"Do you want Samantha to be faithful to you?"
“Not precisely."
Mother folded her arms over her chest. "Please... be precise."
"I... I don't know how to explain it. What I want most is for Sam to be happy, and if that means being with someone else, that's fine. I guess
I just got caught off guard by Zofi telling me Sam had gone out with another guy last night. The sudden jealousy hit me HARD, and I was all prepared to go charging off to her house to confront her about it, her parents be damned.”
“A good indicator that your feelings for her are quite strong.”
"I love her... I think. But... it's different. I mean, I have strong feelings for all of the girls, in different ways. I'm still having trouble wrapping my head around it. In a way, I feel like I love ALL the girls, but then that can't be right. Aren't we supposed to only be in love with one person?"
Mother shook her head.
“That's never been the case and will never be the case. Love is not limited in such a manner. Fidelity can be expected of a partner, yes. But feelings are feelings, and love is not a simple binary emotion that can be turned off when inconvenient.
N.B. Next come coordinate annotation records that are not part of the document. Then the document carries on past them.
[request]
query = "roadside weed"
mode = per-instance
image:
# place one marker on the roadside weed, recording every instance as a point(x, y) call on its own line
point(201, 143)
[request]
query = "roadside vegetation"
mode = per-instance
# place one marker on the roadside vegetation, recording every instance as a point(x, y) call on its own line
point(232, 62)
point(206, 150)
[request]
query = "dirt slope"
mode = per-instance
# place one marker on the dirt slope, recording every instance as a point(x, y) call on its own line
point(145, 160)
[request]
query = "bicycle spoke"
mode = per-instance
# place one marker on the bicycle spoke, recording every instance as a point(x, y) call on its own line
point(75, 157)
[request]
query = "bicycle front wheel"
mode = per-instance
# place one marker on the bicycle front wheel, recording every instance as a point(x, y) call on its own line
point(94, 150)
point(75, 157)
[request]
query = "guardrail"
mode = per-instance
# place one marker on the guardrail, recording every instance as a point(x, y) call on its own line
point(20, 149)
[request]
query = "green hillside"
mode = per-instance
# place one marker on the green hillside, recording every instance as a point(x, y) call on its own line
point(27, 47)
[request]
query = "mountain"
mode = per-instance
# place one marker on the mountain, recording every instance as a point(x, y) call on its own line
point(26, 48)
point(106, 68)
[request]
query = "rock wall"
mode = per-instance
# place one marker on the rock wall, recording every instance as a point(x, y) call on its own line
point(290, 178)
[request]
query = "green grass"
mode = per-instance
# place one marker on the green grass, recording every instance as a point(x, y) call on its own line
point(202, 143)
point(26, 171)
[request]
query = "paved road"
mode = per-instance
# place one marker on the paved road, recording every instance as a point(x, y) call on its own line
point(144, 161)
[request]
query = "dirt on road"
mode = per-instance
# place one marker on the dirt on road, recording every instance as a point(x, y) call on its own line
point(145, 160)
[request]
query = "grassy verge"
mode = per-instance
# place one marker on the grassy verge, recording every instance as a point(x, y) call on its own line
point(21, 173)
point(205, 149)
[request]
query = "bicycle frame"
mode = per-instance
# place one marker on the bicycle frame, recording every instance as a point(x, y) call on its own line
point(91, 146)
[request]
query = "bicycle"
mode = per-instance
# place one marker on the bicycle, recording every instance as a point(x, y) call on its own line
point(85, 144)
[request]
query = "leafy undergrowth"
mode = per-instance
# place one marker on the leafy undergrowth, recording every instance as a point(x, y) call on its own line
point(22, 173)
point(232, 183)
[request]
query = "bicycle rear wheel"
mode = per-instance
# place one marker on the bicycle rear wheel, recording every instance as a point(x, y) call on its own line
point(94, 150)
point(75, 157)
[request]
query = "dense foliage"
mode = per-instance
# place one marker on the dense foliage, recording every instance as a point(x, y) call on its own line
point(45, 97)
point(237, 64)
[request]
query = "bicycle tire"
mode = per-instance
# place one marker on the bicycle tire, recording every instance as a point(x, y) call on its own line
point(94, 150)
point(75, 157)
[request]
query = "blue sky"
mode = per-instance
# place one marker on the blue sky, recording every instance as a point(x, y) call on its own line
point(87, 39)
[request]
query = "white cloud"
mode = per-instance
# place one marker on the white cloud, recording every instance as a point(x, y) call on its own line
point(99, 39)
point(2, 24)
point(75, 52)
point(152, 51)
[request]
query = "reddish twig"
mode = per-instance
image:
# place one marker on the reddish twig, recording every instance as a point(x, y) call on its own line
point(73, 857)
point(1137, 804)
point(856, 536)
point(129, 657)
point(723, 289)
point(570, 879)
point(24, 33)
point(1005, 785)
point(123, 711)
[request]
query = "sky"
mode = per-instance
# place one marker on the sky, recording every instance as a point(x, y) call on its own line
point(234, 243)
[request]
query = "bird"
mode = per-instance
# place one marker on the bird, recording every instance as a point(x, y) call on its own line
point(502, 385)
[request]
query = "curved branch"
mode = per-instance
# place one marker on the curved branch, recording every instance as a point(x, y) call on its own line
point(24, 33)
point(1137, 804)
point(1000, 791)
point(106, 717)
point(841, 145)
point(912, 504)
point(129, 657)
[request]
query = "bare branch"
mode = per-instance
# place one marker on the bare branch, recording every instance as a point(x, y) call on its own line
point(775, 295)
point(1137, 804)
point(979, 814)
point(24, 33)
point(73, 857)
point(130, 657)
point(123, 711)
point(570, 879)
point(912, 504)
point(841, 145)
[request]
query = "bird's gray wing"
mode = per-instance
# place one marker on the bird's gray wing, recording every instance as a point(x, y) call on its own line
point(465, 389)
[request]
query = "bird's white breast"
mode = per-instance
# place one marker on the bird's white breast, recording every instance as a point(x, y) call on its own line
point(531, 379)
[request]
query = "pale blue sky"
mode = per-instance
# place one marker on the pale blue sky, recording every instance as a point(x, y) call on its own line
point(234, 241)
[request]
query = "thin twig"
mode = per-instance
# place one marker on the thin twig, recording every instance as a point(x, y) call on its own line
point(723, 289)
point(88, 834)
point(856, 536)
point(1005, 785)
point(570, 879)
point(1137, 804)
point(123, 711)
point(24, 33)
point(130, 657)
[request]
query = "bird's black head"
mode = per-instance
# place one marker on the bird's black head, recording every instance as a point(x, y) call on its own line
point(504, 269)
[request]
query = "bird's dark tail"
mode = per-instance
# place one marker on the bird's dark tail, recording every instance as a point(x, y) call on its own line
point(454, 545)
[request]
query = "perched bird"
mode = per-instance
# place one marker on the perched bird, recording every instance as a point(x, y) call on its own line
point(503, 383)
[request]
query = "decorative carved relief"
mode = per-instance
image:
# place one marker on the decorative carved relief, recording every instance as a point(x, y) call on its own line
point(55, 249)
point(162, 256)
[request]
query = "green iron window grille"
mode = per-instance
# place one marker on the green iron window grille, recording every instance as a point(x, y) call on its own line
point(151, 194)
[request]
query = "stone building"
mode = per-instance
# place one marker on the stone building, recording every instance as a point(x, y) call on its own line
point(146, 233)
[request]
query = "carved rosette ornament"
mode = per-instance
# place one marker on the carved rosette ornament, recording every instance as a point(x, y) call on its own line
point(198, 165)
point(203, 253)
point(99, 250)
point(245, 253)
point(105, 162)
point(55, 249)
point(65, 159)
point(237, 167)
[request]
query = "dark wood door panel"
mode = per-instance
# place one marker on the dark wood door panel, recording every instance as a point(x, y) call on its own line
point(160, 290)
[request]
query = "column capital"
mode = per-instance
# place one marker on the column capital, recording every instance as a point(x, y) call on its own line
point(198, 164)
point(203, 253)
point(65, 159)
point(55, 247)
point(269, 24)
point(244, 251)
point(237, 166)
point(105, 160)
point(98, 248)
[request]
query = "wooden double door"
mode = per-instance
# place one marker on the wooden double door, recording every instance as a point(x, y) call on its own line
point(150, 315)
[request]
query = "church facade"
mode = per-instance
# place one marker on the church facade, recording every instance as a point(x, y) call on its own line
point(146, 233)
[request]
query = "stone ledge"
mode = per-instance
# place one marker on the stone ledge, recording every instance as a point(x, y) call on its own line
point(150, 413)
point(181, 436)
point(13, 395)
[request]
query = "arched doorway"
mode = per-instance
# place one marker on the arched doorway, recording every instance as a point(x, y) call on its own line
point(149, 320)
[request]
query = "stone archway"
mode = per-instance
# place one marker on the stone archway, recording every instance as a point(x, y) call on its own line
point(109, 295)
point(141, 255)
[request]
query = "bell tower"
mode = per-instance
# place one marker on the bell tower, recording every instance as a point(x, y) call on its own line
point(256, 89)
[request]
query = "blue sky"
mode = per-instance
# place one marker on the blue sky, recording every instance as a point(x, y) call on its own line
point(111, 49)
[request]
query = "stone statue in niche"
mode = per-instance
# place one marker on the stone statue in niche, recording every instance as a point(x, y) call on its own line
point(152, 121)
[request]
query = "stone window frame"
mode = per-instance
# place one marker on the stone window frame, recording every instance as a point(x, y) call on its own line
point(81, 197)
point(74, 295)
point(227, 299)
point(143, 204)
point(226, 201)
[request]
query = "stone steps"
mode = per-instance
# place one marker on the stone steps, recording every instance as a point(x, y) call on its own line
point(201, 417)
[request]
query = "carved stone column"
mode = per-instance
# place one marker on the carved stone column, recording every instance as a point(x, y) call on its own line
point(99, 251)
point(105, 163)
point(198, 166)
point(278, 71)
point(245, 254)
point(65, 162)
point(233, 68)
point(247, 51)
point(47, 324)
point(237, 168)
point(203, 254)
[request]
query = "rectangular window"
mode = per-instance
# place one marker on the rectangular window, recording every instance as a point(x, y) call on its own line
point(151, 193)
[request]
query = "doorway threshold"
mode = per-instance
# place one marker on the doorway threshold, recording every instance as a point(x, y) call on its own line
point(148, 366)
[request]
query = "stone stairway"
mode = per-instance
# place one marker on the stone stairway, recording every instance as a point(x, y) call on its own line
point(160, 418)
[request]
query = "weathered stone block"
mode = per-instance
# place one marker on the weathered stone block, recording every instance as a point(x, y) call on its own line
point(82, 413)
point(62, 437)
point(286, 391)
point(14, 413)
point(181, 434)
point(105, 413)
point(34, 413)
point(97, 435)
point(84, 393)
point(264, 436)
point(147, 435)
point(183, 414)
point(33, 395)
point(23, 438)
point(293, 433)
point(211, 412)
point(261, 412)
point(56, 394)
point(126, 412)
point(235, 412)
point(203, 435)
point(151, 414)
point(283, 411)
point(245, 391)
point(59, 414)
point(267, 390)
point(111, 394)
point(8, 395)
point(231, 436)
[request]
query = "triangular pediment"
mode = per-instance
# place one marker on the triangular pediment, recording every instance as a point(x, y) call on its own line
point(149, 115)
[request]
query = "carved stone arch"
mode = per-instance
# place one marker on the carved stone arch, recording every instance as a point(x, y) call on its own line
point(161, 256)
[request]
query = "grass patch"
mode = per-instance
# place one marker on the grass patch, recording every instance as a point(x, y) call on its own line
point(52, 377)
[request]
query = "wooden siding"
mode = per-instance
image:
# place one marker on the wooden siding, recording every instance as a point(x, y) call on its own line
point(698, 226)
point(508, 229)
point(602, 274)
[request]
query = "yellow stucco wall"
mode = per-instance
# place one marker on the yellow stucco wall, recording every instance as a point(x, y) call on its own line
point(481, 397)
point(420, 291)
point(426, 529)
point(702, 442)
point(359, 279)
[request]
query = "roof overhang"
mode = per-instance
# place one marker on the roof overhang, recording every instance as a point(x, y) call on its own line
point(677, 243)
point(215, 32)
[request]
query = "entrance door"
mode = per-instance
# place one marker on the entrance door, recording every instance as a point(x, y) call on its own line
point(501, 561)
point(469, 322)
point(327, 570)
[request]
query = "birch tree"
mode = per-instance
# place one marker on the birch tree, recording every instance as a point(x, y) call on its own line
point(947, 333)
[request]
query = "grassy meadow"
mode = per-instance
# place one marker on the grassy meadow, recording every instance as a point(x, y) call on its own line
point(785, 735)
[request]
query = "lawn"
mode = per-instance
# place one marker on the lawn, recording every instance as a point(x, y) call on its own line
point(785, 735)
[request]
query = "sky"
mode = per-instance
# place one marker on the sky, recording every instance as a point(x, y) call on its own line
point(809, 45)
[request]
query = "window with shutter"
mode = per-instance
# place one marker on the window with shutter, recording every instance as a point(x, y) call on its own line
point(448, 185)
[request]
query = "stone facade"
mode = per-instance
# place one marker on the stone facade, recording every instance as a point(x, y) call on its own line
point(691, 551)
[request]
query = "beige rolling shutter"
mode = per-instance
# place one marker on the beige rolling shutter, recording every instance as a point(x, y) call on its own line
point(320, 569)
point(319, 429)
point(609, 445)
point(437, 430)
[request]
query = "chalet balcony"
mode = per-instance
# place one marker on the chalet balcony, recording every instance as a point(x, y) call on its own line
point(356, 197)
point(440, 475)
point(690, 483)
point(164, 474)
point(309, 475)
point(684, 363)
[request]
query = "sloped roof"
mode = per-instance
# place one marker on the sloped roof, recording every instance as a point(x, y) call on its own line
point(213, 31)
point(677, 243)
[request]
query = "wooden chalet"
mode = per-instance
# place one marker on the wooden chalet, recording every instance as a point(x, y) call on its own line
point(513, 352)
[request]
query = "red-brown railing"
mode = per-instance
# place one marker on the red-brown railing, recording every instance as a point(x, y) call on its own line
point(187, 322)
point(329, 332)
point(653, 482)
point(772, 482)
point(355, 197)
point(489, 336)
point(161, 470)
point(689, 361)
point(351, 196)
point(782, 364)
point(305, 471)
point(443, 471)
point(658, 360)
Your love for each of the girls following the increased intimacy of your relationships is perfectly valid. Don't try to minimalize those feelings, because I assure you, the love each of those girls feels for you in return is quite strong indeed.”
That made me sit up straight.
“How much do you really know about the love they each feel for me? Or do you only have what Sam's told you?"
Mother exhaled and pursed her lips.
“I must admit that having Samantha as my primary source for information Lends itself to a certain bias
However, I've been able to observe firsthand the love each of those girls feels for you in the mornings when they would come downstairs after spending the night with you. I was in the van for the entire drive up to and back from Tahoe. And while again, I'm pretty old, I still remember what it was like to be a young woman in love with a handsome young man, and the markers are pretty clear.”
“And what have you noticed?"
“Merely confirmation of what Samantha has already told me: that
Mariangel always talks about how safe she feels with you... Zofia too, actually. That Belle talks about how she can always depend on you.
Alice talks often about trust. Naimh has... well... to be honest every time I've seen Naimh she basically just wants to fuck you. Even AFTER she's just fucked you."
I found myself blushing and rubbed my forehead a bit, most especially because of this being one of the rare times Mother used the f-word.
"And don't take this the wrong way," Mother continued with a bit of a smirk, "but Samantha says she loves how obedient you are for her."
I chuckled, and with a shrug, conceded that Sam was probably right.
“And while the words they often choose to use may differ slightly, all of them actually come back to essentially the same meaning. All six of them feel SAFE with you. They trust you, they depend on you, and yes they want you to be obedient, because at the end of the day, all of those things have been making them feel safe around you for years. And believe me, as a woman in today's world, I can readily understand how difficult it is to feel safe around a man."
I thought back to what now felt like forever ago, even if it had only been about two months. And with a little smile, I recalled, "Sam once said what she loved most about me was that she knew I'd never do anything she didn't want me to do, and had never felt that way with other guys."
“Samantha feels safe with you. She trusts you. She still does." Mother eyed me carefully.
“Is it so much to ask you to trust her in return?”